La « gestion sylvicole » mise en exergue par les coopératives prétendument forestières et les entreprises de travaux forestiers ne repose sur aucune étude scientifique et/ou technique. Cette dynamique économique couplée à une volonté politique est en contradiction avec des recherches et des expérimentations de terrain, lesquelles montrent que les peuplements de châtaigniers peuvent être résilients.
Ces pratiques industrielles font fi des études réalisées sur cet arbre et qui montrent que d’autres solutions existent pour pallier ce dépérissement. Notamment en mettant en place leur conversion ou leur transformation.
- Une conversion sous forme de peuplement feuillus mélangés avec une dominante de chêne sessile/ un taillis sous futaie dans lequel le châtaignier toujours présent aura toute sa légitimité.
- Une transformation des taillis dépérissant en futaies castanéicoles en privilégiant les semis naturels, lesquels résistent mieux aux aléas climatiques.
Des essais de rajeunissement de parcelles sont actuellement mis en place sur des stations qui conviennent à cet arbre. Les vieilles souches sont détruites puis remplacées par du franc-pied ; suite à ces tentatives, peu de dépérissements ont été constatés.

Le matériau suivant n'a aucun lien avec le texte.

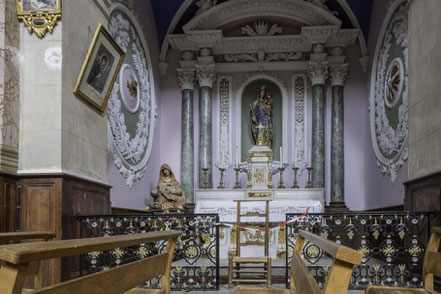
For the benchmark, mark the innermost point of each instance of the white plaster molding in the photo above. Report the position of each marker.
(329, 36)
(58, 172)
(386, 140)
(206, 75)
(186, 78)
(224, 123)
(131, 155)
(338, 74)
(280, 82)
(318, 72)
(261, 28)
(299, 152)
(231, 11)
(163, 69)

D’autres actions sont en cours comme l’enrichissement ou la diminution de la densité des brins dans les parcelles.
Des pratiques sylvicoles comme la SMCC, Sylviculture Mélangée à Couvert Continu, peuvent favoriser la protection ou l’émergence du châtaignier, assurer sa pérennité et ainsi lui permettre de continuer à jouer le rôle important qui est le sien dans les écosystèmes forestiers.
Nous pouvons aussi ajouter que dans certains types de stations, la solution est peut-être de ne rien faire ; les taillis de châtaigniers dépérissant n’étant pas forcement morts sur pieds, il existe une probabilité assez grande pour qu’ils évoluent en s’adaptant aux circonstances.
L’INRA a mis au point une méthode de lutte biologique contre le cynips qui consiste à lâcher des guêpes parasitoïdes d’une espèce asiatique (torymus sinensis). Les premiers résultats dans les châtaigneraies semblent encourageants.
Malgré les difficultés qu’il traverse, le châtaignier a et aura toujours pleinement sa place dans nos forêts périgourdines. Les inquiétudes sur sa pérennité sont légitimes, mais nombre de solutions existent qui doivent être mises en place avant de le condamner définitivement. Il est et restera un arbre emblématique du Périgord avec une très forte valeur patrimoniale. Il fait partie de notre paysage et de notre culture. Dans le passé, il a déjà su montrer ses capacités de résilience et il saura probablement nous montrer dans un futur proche, qu’il est un arbre parfaitement adapté à nos territoires ruraux.